En réaction, les États-Unis, soutenus par les monarchies sunnites du Golfe et par l’Arabie Saoudite en particulier, fragilisés par la présence de fortes minorités chiites en leur sein (communauté majoritaire à Bahreïn), ont déployé une stratégie d’encerclement et d’isolement de l’Iran. Outre l’installation et le renforcement progressif de bases militaires de l’Arabie saoudite à l’Afghanistan, en passant par le Qatar et les Emirats Arabes Unis, ces pays arabes se sont regroupés au sein du Conseil de coopération du Golfe.
Afin de briser le «bloc sunnite», l’Iran a tenté de se faire le nouveau porte-drapeau de la «cause palestinienne», en l’«islamisant» et en la «désarabisant», tentative qui a causé des tensions diplomatiques avec Israël et s’est traduite par un soutien matériel et financier aux islamistes sunnites du Hamas (au pouvoir à Gaza).

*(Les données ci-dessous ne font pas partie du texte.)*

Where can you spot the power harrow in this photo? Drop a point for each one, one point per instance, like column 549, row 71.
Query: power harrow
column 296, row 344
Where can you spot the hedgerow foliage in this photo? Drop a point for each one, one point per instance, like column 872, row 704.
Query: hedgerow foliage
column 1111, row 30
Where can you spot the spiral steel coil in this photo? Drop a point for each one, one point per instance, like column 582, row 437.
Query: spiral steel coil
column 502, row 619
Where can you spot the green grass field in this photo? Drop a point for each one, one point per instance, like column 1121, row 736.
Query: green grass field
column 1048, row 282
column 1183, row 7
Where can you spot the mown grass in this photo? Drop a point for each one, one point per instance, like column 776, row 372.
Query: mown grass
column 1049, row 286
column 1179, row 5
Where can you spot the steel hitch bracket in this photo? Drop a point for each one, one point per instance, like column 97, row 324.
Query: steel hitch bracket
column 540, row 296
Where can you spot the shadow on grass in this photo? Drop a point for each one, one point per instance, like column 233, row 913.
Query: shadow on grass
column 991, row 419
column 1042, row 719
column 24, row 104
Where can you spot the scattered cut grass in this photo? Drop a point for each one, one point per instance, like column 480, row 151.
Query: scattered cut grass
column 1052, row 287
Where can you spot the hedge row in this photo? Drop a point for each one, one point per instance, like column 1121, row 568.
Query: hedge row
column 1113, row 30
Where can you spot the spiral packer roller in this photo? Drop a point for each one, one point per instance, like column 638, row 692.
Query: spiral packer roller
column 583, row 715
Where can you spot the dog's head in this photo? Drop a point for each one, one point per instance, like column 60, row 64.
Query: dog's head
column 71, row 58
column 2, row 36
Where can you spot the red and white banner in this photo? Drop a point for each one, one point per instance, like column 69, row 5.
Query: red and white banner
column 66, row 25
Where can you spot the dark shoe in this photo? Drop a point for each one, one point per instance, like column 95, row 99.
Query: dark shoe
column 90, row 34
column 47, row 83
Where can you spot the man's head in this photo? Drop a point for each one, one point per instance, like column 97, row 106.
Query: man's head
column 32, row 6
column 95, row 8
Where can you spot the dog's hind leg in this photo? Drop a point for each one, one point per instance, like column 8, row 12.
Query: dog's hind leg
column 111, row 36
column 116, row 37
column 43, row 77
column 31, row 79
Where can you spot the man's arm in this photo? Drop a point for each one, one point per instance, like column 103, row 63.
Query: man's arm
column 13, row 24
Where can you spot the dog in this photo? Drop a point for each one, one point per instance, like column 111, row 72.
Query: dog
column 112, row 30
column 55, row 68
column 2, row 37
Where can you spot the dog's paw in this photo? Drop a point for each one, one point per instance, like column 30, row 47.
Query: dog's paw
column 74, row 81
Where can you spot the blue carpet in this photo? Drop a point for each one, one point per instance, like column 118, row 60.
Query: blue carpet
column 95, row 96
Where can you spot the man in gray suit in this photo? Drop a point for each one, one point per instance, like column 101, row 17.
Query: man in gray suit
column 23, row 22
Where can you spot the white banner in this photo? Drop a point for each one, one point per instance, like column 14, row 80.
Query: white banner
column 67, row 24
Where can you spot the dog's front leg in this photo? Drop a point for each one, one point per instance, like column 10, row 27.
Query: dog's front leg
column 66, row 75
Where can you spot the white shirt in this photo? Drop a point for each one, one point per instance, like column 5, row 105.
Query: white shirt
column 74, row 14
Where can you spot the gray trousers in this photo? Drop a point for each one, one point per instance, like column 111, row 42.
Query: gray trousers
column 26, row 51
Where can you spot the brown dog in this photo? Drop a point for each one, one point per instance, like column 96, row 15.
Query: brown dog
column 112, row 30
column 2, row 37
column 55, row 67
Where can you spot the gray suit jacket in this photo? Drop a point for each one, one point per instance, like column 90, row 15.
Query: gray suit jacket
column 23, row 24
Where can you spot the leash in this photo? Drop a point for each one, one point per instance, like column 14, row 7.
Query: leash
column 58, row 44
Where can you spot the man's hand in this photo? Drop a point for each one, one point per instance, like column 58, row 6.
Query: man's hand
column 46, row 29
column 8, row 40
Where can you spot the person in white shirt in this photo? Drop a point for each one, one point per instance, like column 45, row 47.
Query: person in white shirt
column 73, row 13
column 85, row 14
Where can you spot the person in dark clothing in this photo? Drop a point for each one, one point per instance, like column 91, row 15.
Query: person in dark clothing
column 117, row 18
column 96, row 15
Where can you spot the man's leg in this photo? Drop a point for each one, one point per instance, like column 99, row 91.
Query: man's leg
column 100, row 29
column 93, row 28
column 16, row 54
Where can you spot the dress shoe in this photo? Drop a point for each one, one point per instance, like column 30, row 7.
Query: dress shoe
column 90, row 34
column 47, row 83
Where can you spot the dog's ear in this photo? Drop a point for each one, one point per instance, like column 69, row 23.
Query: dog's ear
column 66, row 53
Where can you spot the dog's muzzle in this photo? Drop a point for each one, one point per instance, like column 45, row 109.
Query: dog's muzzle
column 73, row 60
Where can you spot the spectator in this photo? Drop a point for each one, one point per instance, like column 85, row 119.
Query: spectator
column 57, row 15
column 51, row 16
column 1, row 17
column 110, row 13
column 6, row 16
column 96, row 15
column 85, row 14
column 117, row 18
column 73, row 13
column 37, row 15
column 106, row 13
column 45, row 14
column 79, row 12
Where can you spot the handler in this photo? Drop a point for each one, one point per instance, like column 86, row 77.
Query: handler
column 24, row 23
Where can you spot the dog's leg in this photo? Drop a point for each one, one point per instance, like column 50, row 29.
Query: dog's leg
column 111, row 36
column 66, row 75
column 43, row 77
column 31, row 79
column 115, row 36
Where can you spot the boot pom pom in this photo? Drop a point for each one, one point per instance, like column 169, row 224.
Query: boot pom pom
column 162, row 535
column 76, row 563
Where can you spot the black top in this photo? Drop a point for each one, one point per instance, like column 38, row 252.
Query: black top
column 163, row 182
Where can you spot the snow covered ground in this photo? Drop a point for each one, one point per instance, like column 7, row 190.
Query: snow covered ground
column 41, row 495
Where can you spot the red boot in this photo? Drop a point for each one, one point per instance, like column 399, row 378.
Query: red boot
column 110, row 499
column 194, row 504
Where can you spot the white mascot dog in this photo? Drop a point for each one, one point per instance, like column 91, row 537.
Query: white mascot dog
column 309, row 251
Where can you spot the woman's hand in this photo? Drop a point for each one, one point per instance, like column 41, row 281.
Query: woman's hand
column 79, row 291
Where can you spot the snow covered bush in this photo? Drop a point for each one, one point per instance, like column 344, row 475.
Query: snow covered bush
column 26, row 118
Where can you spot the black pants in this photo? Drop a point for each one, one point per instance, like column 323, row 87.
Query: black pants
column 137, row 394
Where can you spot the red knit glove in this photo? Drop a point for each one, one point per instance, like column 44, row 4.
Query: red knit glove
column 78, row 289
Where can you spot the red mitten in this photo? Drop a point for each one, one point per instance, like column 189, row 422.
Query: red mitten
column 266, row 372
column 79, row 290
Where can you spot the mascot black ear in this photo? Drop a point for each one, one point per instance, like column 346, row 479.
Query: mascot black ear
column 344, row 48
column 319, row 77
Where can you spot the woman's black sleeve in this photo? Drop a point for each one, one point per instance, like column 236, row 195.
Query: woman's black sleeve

Surtout, la chute du régime de Saddam Hussein a permis à la majorité chiite de s’imposer au sein du nouvel appareil d’État irakien.
Par une ruse de l’histoire, l’intervention américaine en 2003 a renforcé l’avènement d’un «arc chiite» (allant des Hazaras d’Afghanistan à la minorité chiite présente en Arabie Saoudite), si redouté par les régimes sunnites de la région. L’enjeu est à la fois stratégique et symbolique: entre chiites et sunnites, Arabes et Perses, c’est le «leadership islamique» qui est en jeu.
Enfin, l’Iran sort en position de force de la guerre en Syrie: en témoignent sur le plan diplomatique la fébrilité des pays du Golfe en général et de l’Arabie saoudite en particulier, à travers les crises du Qatar et du Liban). Cette position de force de l’Iran peut-elle être remise en cause par ses fragilités internes?